TAB: Transformer Attention Bottlenecks enable User Intervention and Debugging in Vision-Language Models

Pooyan Rahmanzadehgervi, Hung Huy Nguyen, Rosanne Liu, Long Mai, Anh Totti Nguyen

2025

Links: pdf | code | project page

Multi-head self-attention (MHSA) is a key component of Transformers, a widely popular architecture in both language and vision. Multiple heads intuitively enable different parallel processes over the same input. Yet, they also obscure the attribution of each input patch to the output of a model. We propose a novel 1-head Transformer Attention Bottleneck (TAB) layer, inserted after the traditional MHSA architecture, to serve as an attention bottleneck for interpretability and intervention. Unlike standard self-attention, TAB constrains the total attention over all patches to ∈[0,1]. That is, when the total attention is 0, no visual information is propagated further into the network and the vision-language model (VLM) would default to a generic, image-independent response. To demonstrate the advantages of TAB, we train VLMs with TAB to perform image difference captioning. Over three datasets, our models perform similarly to baseline VLMs in captioning but the bottleneck is superior in localizing changes and in identifying when no changes occur. TAB is the first architecture to enable users to intervene by editing attention, which often produces expected outputs by VLMs.

Acknowledgment: This work is supported by the National Science Foundation under Grant No. 2145767, Adobe Research, and the NaphCare Charitable Foundation.

Our bottleneck attention maps (b) & (e) faithfully show the visual patches that contribute to the output of a vision-language model, trained to caption differences (here, across CLEVR-Change image pairs). Users can adjust the attention values, guiding the VLM to attend to the correct objects 2 (c) or to ignore all patches (f), leading to more accurate generated captions ✓

 

Figure 2: We insert an attention bottleneck (TAB) into a VLM architecture and train it to perform change captioning (a). TAB is a 1-head co-attention [38] Transformer layer (b) that has a skip connection removed so that the 1-head attention (c) serves as an information bottleneck, akin to the forget gate in LSTM, directly controls the visual information that flows into the language model.
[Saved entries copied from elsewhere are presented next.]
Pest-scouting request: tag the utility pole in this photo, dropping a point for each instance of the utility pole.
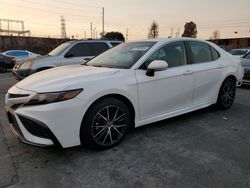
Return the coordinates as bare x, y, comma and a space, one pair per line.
172, 32
102, 21
127, 35
94, 33
91, 30
63, 28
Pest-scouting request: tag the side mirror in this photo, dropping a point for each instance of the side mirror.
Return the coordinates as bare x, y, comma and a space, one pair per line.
156, 65
68, 55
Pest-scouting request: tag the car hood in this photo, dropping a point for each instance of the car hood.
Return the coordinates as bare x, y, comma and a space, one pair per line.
37, 59
61, 78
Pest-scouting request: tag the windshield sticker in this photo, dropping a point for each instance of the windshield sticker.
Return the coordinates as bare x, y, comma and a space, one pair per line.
140, 49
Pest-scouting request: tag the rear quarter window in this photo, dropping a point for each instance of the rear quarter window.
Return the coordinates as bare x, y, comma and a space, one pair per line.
215, 54
99, 47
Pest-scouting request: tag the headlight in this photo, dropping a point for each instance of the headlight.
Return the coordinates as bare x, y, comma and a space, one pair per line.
46, 98
26, 65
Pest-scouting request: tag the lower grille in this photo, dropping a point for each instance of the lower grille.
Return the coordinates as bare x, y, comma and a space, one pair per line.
35, 128
12, 120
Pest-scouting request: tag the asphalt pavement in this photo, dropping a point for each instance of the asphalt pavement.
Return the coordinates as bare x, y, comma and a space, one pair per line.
205, 148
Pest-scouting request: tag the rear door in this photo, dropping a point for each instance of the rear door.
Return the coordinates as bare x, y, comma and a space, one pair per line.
208, 70
167, 91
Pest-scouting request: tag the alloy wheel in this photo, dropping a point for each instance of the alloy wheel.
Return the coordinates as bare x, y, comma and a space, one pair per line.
109, 125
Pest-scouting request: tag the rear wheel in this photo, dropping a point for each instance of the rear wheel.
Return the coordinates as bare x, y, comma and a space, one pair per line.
3, 68
105, 124
227, 94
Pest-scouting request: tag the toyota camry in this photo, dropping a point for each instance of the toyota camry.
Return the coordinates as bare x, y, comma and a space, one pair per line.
131, 85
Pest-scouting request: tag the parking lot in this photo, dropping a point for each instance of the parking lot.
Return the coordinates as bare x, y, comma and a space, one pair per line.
206, 148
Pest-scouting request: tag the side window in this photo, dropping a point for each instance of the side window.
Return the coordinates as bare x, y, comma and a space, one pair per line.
201, 52
115, 43
215, 54
174, 54
81, 49
99, 47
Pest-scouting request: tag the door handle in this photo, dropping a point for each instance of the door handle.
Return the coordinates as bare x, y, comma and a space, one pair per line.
87, 59
220, 66
187, 72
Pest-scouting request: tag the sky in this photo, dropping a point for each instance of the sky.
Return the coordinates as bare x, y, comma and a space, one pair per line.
42, 18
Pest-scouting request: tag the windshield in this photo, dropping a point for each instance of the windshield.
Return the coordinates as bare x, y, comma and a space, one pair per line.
238, 52
58, 50
123, 56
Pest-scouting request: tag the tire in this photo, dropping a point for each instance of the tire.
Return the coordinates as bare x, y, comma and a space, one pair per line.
227, 94
3, 68
105, 124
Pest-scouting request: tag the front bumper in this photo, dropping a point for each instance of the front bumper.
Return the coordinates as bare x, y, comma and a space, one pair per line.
44, 139
45, 125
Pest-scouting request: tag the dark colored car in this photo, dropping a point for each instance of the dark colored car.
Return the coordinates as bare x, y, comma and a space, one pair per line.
69, 53
6, 62
245, 62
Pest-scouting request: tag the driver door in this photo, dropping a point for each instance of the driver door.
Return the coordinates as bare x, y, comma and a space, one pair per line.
168, 91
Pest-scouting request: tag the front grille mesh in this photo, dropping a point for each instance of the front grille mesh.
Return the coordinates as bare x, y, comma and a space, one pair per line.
34, 127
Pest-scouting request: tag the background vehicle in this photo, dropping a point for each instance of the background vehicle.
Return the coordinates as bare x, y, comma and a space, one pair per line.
132, 84
239, 52
74, 52
6, 62
245, 62
21, 54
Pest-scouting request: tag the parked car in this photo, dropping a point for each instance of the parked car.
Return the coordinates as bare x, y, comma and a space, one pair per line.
245, 62
73, 52
21, 54
6, 62
133, 84
239, 52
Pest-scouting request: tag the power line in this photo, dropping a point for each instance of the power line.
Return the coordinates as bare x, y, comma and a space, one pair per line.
40, 10
62, 8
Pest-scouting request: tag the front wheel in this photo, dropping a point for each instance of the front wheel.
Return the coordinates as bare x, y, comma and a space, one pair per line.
105, 124
3, 68
227, 94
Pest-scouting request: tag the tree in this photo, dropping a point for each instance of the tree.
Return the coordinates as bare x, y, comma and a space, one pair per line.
153, 30
190, 30
114, 35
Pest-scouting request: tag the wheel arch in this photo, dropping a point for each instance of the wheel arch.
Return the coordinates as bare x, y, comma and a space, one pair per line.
120, 97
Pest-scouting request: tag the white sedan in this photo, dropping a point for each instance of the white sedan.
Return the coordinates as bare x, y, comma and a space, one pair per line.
131, 85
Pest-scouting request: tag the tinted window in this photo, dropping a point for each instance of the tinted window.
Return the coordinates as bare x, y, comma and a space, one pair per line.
81, 49
99, 47
238, 52
215, 54
174, 54
115, 43
122, 56
201, 52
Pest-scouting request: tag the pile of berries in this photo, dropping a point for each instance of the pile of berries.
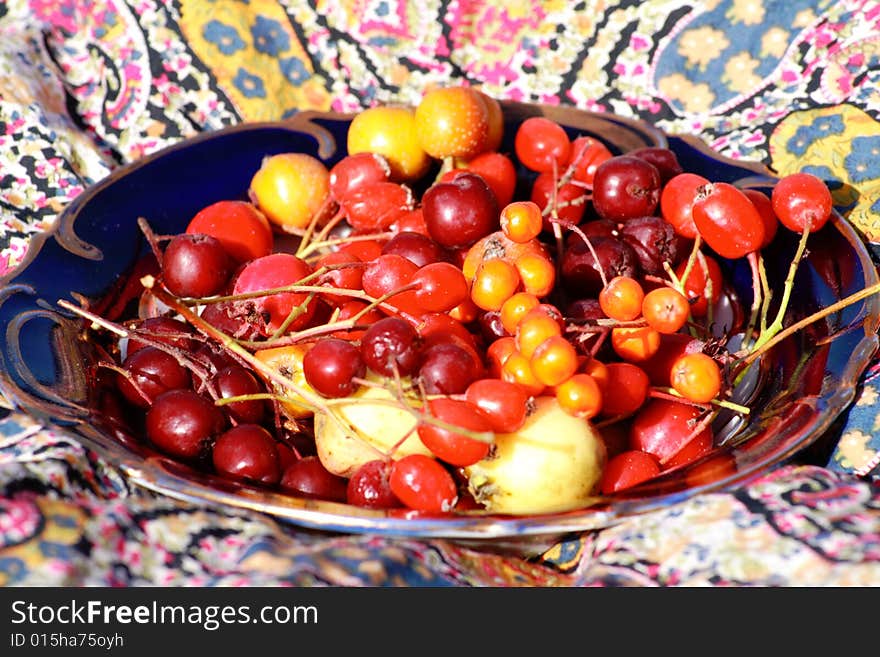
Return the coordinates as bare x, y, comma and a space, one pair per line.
464, 283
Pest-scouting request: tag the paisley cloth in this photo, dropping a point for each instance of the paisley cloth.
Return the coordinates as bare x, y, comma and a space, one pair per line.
89, 85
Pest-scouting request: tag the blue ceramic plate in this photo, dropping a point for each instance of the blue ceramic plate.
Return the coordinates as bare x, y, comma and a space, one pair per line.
804, 385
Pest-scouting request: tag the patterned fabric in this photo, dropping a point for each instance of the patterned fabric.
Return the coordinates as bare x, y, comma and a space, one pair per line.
88, 85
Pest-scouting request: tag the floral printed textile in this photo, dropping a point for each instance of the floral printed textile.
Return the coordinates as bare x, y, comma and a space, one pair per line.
89, 85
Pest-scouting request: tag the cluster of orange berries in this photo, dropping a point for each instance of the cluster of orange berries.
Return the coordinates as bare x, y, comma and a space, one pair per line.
512, 273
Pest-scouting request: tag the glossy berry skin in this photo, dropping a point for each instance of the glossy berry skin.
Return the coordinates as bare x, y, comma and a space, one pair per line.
183, 424
625, 187
270, 272
391, 345
154, 371
375, 206
307, 477
542, 145
330, 366
677, 202
248, 452
291, 189
447, 369
461, 211
355, 170
420, 249
655, 243
727, 220
452, 446
244, 231
195, 265
664, 427
391, 133
452, 122
423, 484
369, 486
581, 270
801, 201
628, 469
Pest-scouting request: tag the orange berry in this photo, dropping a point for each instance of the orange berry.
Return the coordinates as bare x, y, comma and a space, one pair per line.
495, 128
497, 353
452, 122
554, 360
292, 190
627, 389
521, 221
465, 312
517, 369
515, 308
495, 282
537, 272
533, 329
580, 395
621, 298
597, 370
696, 377
635, 344
665, 309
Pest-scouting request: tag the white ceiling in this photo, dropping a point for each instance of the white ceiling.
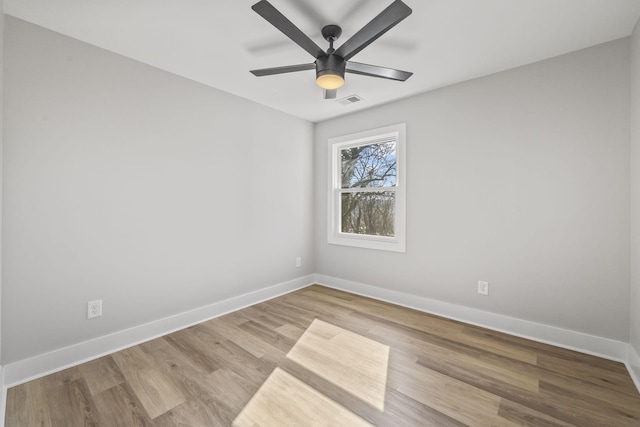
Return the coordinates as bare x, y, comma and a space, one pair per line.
217, 42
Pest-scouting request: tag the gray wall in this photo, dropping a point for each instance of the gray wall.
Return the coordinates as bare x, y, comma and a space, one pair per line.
131, 185
635, 189
1, 149
521, 179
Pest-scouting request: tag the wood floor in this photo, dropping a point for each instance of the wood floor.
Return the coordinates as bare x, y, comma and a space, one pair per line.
321, 357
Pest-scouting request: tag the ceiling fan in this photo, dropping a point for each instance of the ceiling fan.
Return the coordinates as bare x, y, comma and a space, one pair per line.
331, 65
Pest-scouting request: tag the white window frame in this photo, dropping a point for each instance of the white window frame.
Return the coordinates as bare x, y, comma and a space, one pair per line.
396, 243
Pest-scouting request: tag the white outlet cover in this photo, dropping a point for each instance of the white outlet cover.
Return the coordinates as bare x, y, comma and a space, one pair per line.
483, 287
94, 309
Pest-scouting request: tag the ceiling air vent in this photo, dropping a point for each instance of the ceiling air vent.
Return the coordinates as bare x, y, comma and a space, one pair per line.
351, 99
The attention maps in TAB show precisely how much each patch contributes to the VLM response (d).

Table 1: Captioning results on CLEVER-Change. TAB4IDC performs better than CC methods that use RNN attention, DUDA [47], and the models that combine CNN and Transformers [51]. Compared to pure Transformer-based VLMs, TAB4IDC is far better than IDC-PCL and on par with its predecessor, CLIP4IDC.

Figure 3: On COCO-Inpainted dataset, the MHSA attention of CLIP4IDC [23] often highlights many patches corresponding to the class name (here, palm tree) in the input image (b). In contrast, TAB points at exactly the only one palm tree that is changed.